As large language models are deployed in real-world pipelines they introduce novel attack surfaces. Our work addresses these from multiple angles: designing defenses against prompt injection attacks (Prompt Obfuscation), analyse hidden intentions in LLMs (Unknown Unknowns), and how LLMs can both be exploited for and applied to code analysis and deobfuscation (Code Deobfuscation, CodeLMSec).
AI-generated content, whether images or audio, is increasingly indistinguishable from authentic media, enabling misinformation, fraud, and manipulation at scale. Our research works toward preventing this misuse: developing detectors for synthetic audio (WaveFake) and GAN-generated images (frequency analysis), studying how these detectors hold up under adversarial pressure in realistic conditions (Adversarial Robustness of Image Detectors), and examining how content labeling and warnings affect human trust and detection behavior (AI Image Labeling).
Many AI security threats succeed not through technical exploits but by targeting or involving human judgment. Our research examines these human dimensions from several angles: how people detect AI-generated media across countries (Human Detection Study), how content labeling affects trust and detection behavior (Labeling AI-Generated Images), and how everyday voice interfaces can be accidentally triggered by ambient audio (Accidental Triggers).

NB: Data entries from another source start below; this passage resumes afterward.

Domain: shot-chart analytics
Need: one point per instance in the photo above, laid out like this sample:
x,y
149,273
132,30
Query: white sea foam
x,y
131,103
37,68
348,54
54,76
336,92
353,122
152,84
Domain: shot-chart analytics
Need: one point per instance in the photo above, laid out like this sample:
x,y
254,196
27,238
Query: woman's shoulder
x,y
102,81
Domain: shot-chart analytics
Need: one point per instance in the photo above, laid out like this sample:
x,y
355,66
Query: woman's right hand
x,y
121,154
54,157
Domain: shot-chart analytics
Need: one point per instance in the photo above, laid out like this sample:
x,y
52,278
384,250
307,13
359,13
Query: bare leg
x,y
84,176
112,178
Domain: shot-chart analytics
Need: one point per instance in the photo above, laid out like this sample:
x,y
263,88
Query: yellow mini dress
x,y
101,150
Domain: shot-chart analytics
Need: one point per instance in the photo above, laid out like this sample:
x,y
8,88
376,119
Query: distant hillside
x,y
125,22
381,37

Beyond individual attacks and defenses, some of our work questions how security research itself is conducted. One thread systematically examines nine methodological pitfalls in LLM security research, including data leakage, model ambiguity, prompt sensitivity, context truncation, and the surrogate fallacy, finding that every reviewed paper contains at least one (Chasing Shadows). Another draws on a community-scale red-teaming competition to analyze what current LLM security benchmarks can and cannot tell us (SaTML CTF).
Security research requires grounding in both offense and defense. On the offensive side, our work studies adversarial attacks on speech recognition via psychoacoustic hiding (Psychoacoustic Hiding) and robust over-the-air perturbations (Imperio), adversarial attacks on deepfake detectors (Adversarial Robustness), and eliciting security vulnerabilities from code language models (CodeLMSec). On the defensive side: perceptually constrained defenses for audio adversarial examples (Dompteur) and prompt obfuscation against injection attacks (Prompt Obfuscation).

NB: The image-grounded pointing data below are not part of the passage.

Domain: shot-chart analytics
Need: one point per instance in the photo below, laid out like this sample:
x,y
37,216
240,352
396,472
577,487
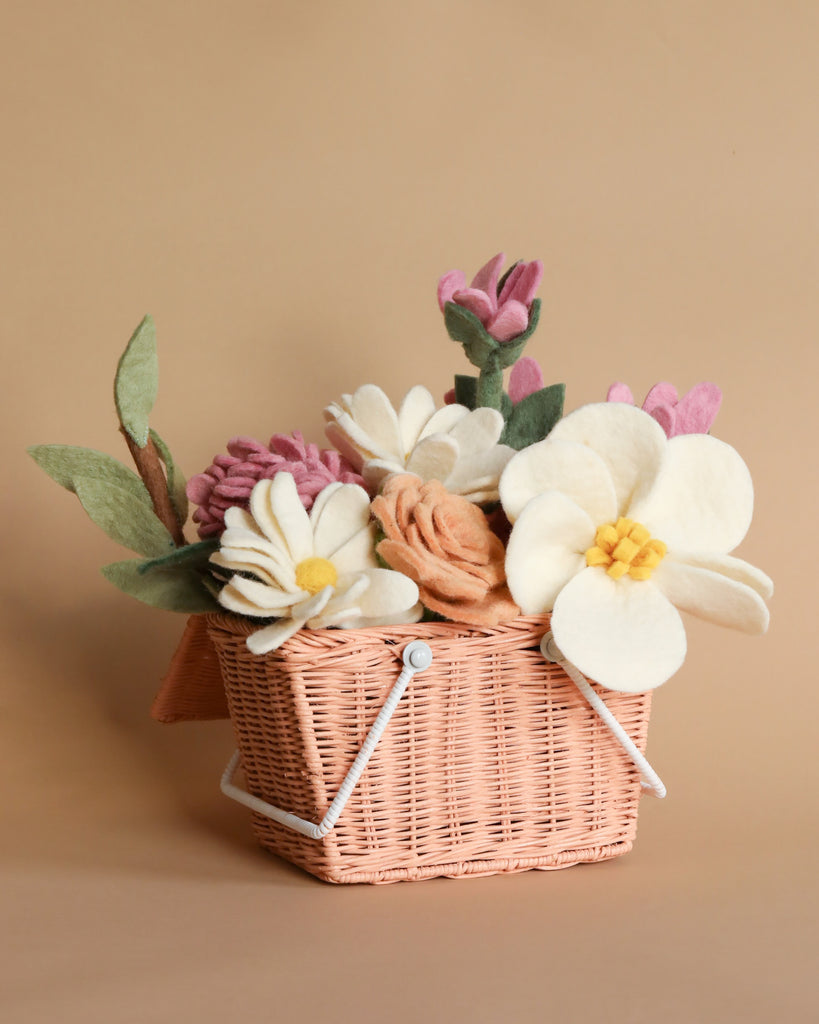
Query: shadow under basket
x,y
491,762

Voice interfaces are a recurrent focus of our research. Early work established core attack methods: adversarial examples via psychoacoustic hiding (Psychoacoustic Hiding), robust over-the-air perturbations (Imperio), and clean-label poisoning of speech recognition models (VENOMAVE). On the defensive side: perceptually constrained defenses (Dompteur) and privacy-preserving wake-word designs. More recently, this work extends to audio deepfake detection (WaveFake) and evaluating the fairness, safety, and security of audio language models (Audio LM Evaluation).